We can quantify the monetary cost at about another trillion dollars. Of course, a trillion just ain’t what it used to be. Just ask the folks in Zimbabwe (see below). Everyone there is a trillionaire many times over. Don’t worry it will be your turn soon.
The folks in Zimbabwe had no choice in their future. They lived in a dictatorship. Americans do have a choice; they just choose to ignore their fundamental right to vote out those who fail us miserably. Much like the shareholders at most companies fail to vote out stupid CEOs, we choose to believe in the tooth fairies that reside in both houses of Congress and on both sides. Term limits are a great example of how far we are from achieving a government for the people. November is fast approaching and you need to do your part, or you should buy a wheelbarrow to carry your cash around in.
Gold Turns up the Volume
New highs daily. Our bevy of gold stocks is still undervalued. This next round of dollar debasement should add fuel to the fire. The XAU is at new highs and the trend is in place. Look for any pullbacks as opportunities to buy.

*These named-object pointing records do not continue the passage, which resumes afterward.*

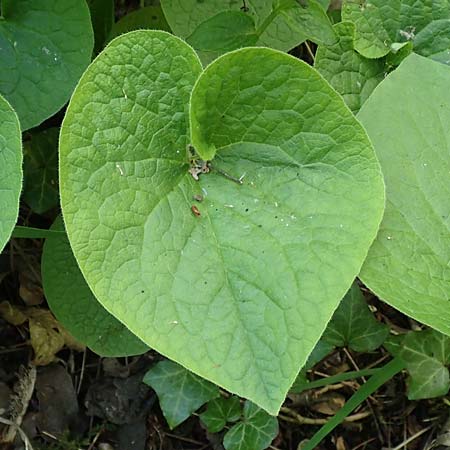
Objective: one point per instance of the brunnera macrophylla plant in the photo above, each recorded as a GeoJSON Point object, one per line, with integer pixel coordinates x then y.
{"type": "Point", "coordinates": [220, 214]}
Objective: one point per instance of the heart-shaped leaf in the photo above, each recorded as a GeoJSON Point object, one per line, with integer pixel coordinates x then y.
{"type": "Point", "coordinates": [238, 287]}
{"type": "Point", "coordinates": [45, 45]}
{"type": "Point", "coordinates": [150, 17]}
{"type": "Point", "coordinates": [381, 24]}
{"type": "Point", "coordinates": [180, 392]}
{"type": "Point", "coordinates": [353, 324]}
{"type": "Point", "coordinates": [73, 304]}
{"type": "Point", "coordinates": [426, 355]}
{"type": "Point", "coordinates": [255, 432]}
{"type": "Point", "coordinates": [40, 168]}
{"type": "Point", "coordinates": [10, 170]}
{"type": "Point", "coordinates": [406, 118]}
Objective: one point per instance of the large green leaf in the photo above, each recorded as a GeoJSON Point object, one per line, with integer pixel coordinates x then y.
{"type": "Point", "coordinates": [381, 23]}
{"type": "Point", "coordinates": [240, 291]}
{"type": "Point", "coordinates": [40, 168]}
{"type": "Point", "coordinates": [426, 355]}
{"type": "Point", "coordinates": [353, 324]}
{"type": "Point", "coordinates": [255, 431]}
{"type": "Point", "coordinates": [352, 75]}
{"type": "Point", "coordinates": [102, 16]}
{"type": "Point", "coordinates": [73, 304]}
{"type": "Point", "coordinates": [45, 45]}
{"type": "Point", "coordinates": [10, 170]}
{"type": "Point", "coordinates": [150, 17]}
{"type": "Point", "coordinates": [406, 118]}
{"type": "Point", "coordinates": [281, 24]}
{"type": "Point", "coordinates": [220, 411]}
{"type": "Point", "coordinates": [180, 392]}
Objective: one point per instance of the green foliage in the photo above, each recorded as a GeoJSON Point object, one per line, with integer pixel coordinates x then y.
{"type": "Point", "coordinates": [203, 294]}
{"type": "Point", "coordinates": [281, 24]}
{"type": "Point", "coordinates": [150, 17]}
{"type": "Point", "coordinates": [180, 392]}
{"type": "Point", "coordinates": [102, 16]}
{"type": "Point", "coordinates": [223, 32]}
{"type": "Point", "coordinates": [427, 356]}
{"type": "Point", "coordinates": [352, 75]}
{"type": "Point", "coordinates": [380, 25]}
{"type": "Point", "coordinates": [255, 431]}
{"type": "Point", "coordinates": [354, 325]}
{"type": "Point", "coordinates": [40, 168]}
{"type": "Point", "coordinates": [220, 411]}
{"type": "Point", "coordinates": [405, 118]}
{"type": "Point", "coordinates": [73, 304]}
{"type": "Point", "coordinates": [45, 47]}
{"type": "Point", "coordinates": [10, 170]}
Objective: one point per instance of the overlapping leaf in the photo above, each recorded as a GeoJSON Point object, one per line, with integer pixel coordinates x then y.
{"type": "Point", "coordinates": [352, 75]}
{"type": "Point", "coordinates": [228, 25]}
{"type": "Point", "coordinates": [354, 325]}
{"type": "Point", "coordinates": [406, 118]}
{"type": "Point", "coordinates": [41, 170]}
{"type": "Point", "coordinates": [45, 45]}
{"type": "Point", "coordinates": [73, 304]}
{"type": "Point", "coordinates": [255, 431]}
{"type": "Point", "coordinates": [180, 392]}
{"type": "Point", "coordinates": [240, 291]}
{"type": "Point", "coordinates": [10, 170]}
{"type": "Point", "coordinates": [426, 355]}
{"type": "Point", "coordinates": [381, 24]}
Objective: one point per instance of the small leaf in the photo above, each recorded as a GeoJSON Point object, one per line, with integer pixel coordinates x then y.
{"type": "Point", "coordinates": [102, 16]}
{"type": "Point", "coordinates": [40, 167]}
{"type": "Point", "coordinates": [10, 170]}
{"type": "Point", "coordinates": [180, 392]}
{"type": "Point", "coordinates": [406, 117]}
{"type": "Point", "coordinates": [434, 41]}
{"type": "Point", "coordinates": [150, 17]}
{"type": "Point", "coordinates": [73, 304]}
{"type": "Point", "coordinates": [321, 350]}
{"type": "Point", "coordinates": [354, 325]}
{"type": "Point", "coordinates": [379, 24]}
{"type": "Point", "coordinates": [220, 411]}
{"type": "Point", "coordinates": [426, 355]}
{"type": "Point", "coordinates": [223, 32]}
{"type": "Point", "coordinates": [255, 432]}
{"type": "Point", "coordinates": [45, 45]}
{"type": "Point", "coordinates": [352, 75]}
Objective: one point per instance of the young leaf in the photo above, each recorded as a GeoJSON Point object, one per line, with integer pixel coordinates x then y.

Silver also hit new highs recently and may actually present a better opportunity than gold just because it is cheaper than gold. When panic buying sets in, silver will outperform gold – it always has. If you are looking for exposure to silver consider Esperanza Resources out of Canada (EPZ) or Silver Wheaton (SLW-NYSE). Again, I would wait for a pullback before buying. With the current strong move upwards in a straight line, a correction of 10% in the sector is not out of the question. Already I am seeing some anecdotal evidence that the metals are beginning their trek to “main street” which is never a good thing. Just last week a story about ATMs dispensing gold was making the rounds. That scares me a little since when the crowd joins in on a trade, the end is usually close by. But, even if it were to correct, gold is going to bounce back and go higher still – the Federal Reserve has guaranteed that.
Watch out for the VIX
It’s as if everything is just peachy on Wall Street. Bonuses will be higher this year than last and the “buy” recommendations are coming out of the woodworks. Apple (APPL-NASDAQ) shares are trading over $300 per share making the company worth almost $300 billion on paper.
The Volatility Index or VIX is trading below 19. We are just a few points away from being in “complacent” territory. When the VIX trades in the mid teens, it’s historically been an accurate signal that the market is over-valued and investors are paying no attention to risk. The last time the VIX traded down here coincided with the highs in the S&P earlier this year. Historically speaking, the VIX can trade in the mid teens for months. But, there has never been one time in history when the VIX stayed there. There have been many occasions when the VIX reversed course though and made a lot of money for a lot of savvy, patient investors. If the VIX trades below 15, you should start taking protective positions with your portfolio, even consider selling. If you forget…don’t worry…I’ll remind you.